When rube() sees that bugs() has failed, it shows you the bugs() error message, so you should rarely need to use debug=TRUE.
The summary() of a rube object when bugs() was not run (or failed) now shows the model lines corresponding to any errors on specific lines.
The bugsCheck() reporting is more robust to various dumb errors including no stochastic nodes, and handles NAs in a clearer way.
Use of "^" now explicitly reminds you to use pow() instead.
A problem where rube() allowed WinBUGS to see scientific notation forms that it does not understand was fixed.
In p3(), the params= option now allows numeric selection as well as a character vector.
Rube is now fully flexible in understanding the form of your inits() function. You can have any or none of "data", "extras", and "cases" as parameters (in any order). The passing of the "cases" string vector simplified calling rube while allowing your inits() function to work differently for different model cases.
The showDefaults() function now allows a cases= argument. The default of cases=NULL shows all defaults. You can specify specific cases or use cases="" to see the defaults for the default model.
IFCASE() now works even if there are spaces between IFCASE and ().
Rube gives an error message rather than trying to run bugs() when you supply an "inits" list of a length that doesn't match n.chains.

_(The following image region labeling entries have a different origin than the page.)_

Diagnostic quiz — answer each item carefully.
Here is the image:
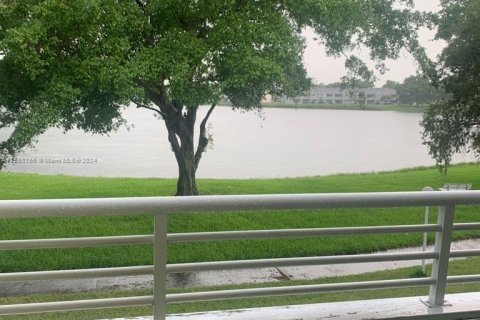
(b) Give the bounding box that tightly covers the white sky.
[304,0,445,86]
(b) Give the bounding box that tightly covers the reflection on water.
[0,107,473,178]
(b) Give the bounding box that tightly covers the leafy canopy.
[422,0,480,169]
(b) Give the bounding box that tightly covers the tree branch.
[135,0,145,10]
[195,104,216,169]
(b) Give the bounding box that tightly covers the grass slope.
[0,164,480,272]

Version 0.2-9, 12 July 2010

The lists of automatically culled data, initialization, and saved parameters is now wrapped for easier reading.
Culling of initializations is now stronger (logical nodes are culled) to allow the bugs()$last.value element to be used as an initialization.
print.rube() and summary.rube() now default to digits=3
A problem where multiple initializations with a function caused an error is now fixed.

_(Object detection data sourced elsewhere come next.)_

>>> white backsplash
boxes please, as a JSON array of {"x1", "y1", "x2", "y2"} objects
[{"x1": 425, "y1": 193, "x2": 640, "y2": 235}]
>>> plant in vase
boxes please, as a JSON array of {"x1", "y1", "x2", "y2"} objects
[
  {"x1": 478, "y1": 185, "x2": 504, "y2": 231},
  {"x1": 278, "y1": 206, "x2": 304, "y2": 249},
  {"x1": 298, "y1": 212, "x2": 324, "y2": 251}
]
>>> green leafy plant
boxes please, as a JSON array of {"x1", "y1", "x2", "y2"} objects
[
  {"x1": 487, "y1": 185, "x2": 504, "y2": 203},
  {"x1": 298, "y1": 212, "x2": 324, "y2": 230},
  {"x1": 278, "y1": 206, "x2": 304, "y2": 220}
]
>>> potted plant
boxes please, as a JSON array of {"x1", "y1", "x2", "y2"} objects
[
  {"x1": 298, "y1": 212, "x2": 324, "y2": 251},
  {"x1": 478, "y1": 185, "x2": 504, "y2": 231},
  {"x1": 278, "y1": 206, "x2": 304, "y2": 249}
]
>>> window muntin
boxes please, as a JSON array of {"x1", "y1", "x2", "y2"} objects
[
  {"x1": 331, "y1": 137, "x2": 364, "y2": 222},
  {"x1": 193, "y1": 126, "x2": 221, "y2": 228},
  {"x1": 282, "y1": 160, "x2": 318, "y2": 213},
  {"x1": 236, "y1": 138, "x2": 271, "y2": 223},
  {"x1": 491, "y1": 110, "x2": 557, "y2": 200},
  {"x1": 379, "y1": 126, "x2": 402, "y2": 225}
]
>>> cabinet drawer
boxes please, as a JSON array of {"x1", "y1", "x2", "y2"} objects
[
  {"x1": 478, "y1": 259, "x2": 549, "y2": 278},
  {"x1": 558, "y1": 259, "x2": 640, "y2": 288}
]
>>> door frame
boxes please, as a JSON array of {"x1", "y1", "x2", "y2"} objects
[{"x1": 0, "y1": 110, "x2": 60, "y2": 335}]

Version 0.2-10, 16 July 2010

Added a compare() function that takes a list of two or more rube() results as its first argument. The posteriors are compared graphically.
Numeric expressions, e.g, y[i]~rnorm(log(2),pow(30,-2)), are now allowed as parameters to distributions. (The numeric value will be passed to bugs(), which does not allow this construction.)
rube() will cull variables from parameters.to.save if they are pure data (which would otherwise cause bugs() to fail with a misleading message).
rube() now checks the environmental variable "BUGSDIR" to set the bugs.directory. This is particularly useful for Vista where you will need to install WinBUGS in a directory other than "program files". You can do this two ways:
1. Use the Windows "System" Control Panel and select "Advanced", then "Environmental Variables". Under "User variables" click "New" then enter "BUGSDIR" as the name, and the directory location as the value. Click OK twice to finish.
2. In R, use something like Sys.setenv(BUGSDIR="C:\\WINBUGS14"). Even better, use .First=function()Sys.setenv(BUGSDIR="C:\\WINBUGS14") to make this run automatically each time R starts (in this workspace).
  1. The default for checkModel in rube() is now "always". In a large simulation study you may want to change this to save a little time.
  2. print.rube and summary.rube() now allow application of the 'limit=' option to multidimensional arrays. The default is c(10,2) which shows var[1] through var[10] and var[1,1] through var[10,2], but suppresses additional elements. (The last element in the 'limit=' option is repeated if needed.)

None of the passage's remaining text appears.